Ella le sonrió, aunque entrecerró los ojos para seguir aparentando seriedad.
—Es mejor que decir que soy la encargada de que estos edificios no se queden sin luz, o la que se preocupa de recaudar dinero. Lo siento, señorita Morgan, no quiero importunarla con mis asuntos.
—Llámeme Sarah, y no me está importunando, señora Ellis. ¿Conoció usted a mi padre?
—No demasiado, lo siento. Pero siempre que hablaba con él acababa presumiendo de usted. Me contó que daba clases en la Universidad de Brasilia.
—Cierto.
—Ahora podría dar clases aquí. Seguro que en Oxford la recibirán con los brazos abiertos.
Sarah desvió la mirada hacia la puerta del despacho del profesor. Ahora que la tenía tan cerca, le daba miedo cruzarla.
—No creo. Además, aún no sé qué voy a hacer.
—Bueno, no se precipite. Su padre acaba de morir y me imagino que necesitará un tiempo para recuperarse. No voy a decirle que el profesor Morgan y yo éramos amigos porque sería mentira, pero era un buen hombre y lamenté mucho su accidente.
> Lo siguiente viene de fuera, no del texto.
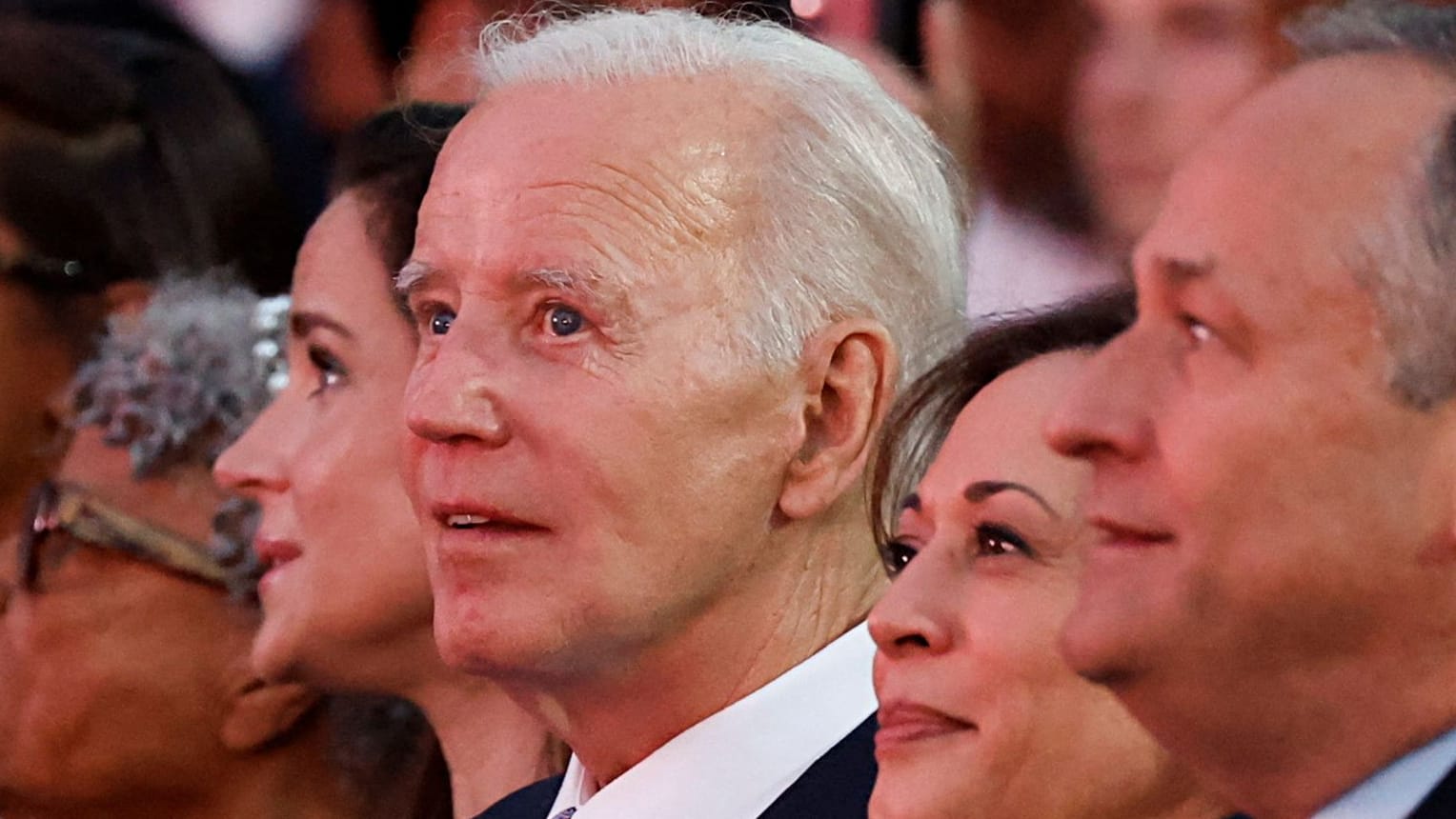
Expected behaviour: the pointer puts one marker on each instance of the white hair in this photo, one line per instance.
(1406, 255)
(863, 211)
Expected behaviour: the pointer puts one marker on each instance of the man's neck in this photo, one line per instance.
(1289, 766)
(615, 720)
(491, 745)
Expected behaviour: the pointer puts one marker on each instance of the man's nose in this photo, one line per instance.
(453, 396)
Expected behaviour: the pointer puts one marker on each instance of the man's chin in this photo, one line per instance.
(1098, 645)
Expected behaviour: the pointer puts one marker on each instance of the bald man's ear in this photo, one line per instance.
(848, 374)
(261, 711)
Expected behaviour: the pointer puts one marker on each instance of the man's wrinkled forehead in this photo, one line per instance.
(1264, 172)
(673, 160)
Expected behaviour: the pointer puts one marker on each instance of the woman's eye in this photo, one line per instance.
(993, 540)
(896, 556)
(328, 369)
(562, 320)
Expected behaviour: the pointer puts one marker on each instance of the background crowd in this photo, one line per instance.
(518, 507)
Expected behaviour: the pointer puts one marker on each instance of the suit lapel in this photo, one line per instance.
(532, 802)
(1440, 803)
(838, 785)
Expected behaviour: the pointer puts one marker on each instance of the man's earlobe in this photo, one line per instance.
(849, 374)
(262, 711)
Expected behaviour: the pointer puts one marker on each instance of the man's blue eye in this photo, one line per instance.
(564, 320)
(440, 322)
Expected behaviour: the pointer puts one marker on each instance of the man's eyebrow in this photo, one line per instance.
(1178, 272)
(302, 323)
(981, 489)
(414, 275)
(597, 289)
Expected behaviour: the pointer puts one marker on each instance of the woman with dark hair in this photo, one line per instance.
(121, 159)
(979, 714)
(347, 601)
(127, 611)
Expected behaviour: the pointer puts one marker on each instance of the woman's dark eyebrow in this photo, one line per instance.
(303, 323)
(983, 489)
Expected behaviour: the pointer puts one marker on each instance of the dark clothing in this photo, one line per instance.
(836, 786)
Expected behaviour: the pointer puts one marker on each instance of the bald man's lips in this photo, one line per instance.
(1124, 535)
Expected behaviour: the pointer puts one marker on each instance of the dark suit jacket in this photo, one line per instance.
(836, 786)
(1440, 803)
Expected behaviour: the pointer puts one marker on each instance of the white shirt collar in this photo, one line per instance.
(1397, 789)
(736, 763)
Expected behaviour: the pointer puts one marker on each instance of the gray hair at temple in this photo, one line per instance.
(1406, 256)
(179, 381)
(176, 385)
(863, 211)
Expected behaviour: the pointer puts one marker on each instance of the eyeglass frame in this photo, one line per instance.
(69, 508)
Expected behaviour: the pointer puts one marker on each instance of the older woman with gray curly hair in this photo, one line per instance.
(124, 677)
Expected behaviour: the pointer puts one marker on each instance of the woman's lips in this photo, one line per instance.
(904, 723)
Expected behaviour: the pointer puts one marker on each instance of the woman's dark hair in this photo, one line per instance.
(388, 162)
(124, 157)
(921, 416)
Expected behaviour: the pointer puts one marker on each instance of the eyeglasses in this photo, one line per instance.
(58, 508)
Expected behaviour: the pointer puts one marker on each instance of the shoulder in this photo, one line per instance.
(838, 785)
(1440, 803)
(532, 802)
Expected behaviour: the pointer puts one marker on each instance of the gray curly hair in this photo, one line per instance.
(179, 381)
(1406, 255)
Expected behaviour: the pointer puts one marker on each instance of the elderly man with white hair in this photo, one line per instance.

—Gracias. —La inesperada sinceridad de la señora Ellis le cerró la garganta unos segundos.
—Sus cosas están tal y como él las dejó. Hay unas cajas de cartón en el suelo, por si quiere utilizarlas. Las puse allí por si aparecía alguien a recogerlas mientras yo no estaba. —Metió una mano en el bolsillo de la falda y sacó una tarjeta—. Tome, este es mi número. Si necesita algo no dude en llamarme —añadió con eficiencia—. La dejaré a solas. Cierre sin más al salir y deje la llave dentro, encima de la mesa.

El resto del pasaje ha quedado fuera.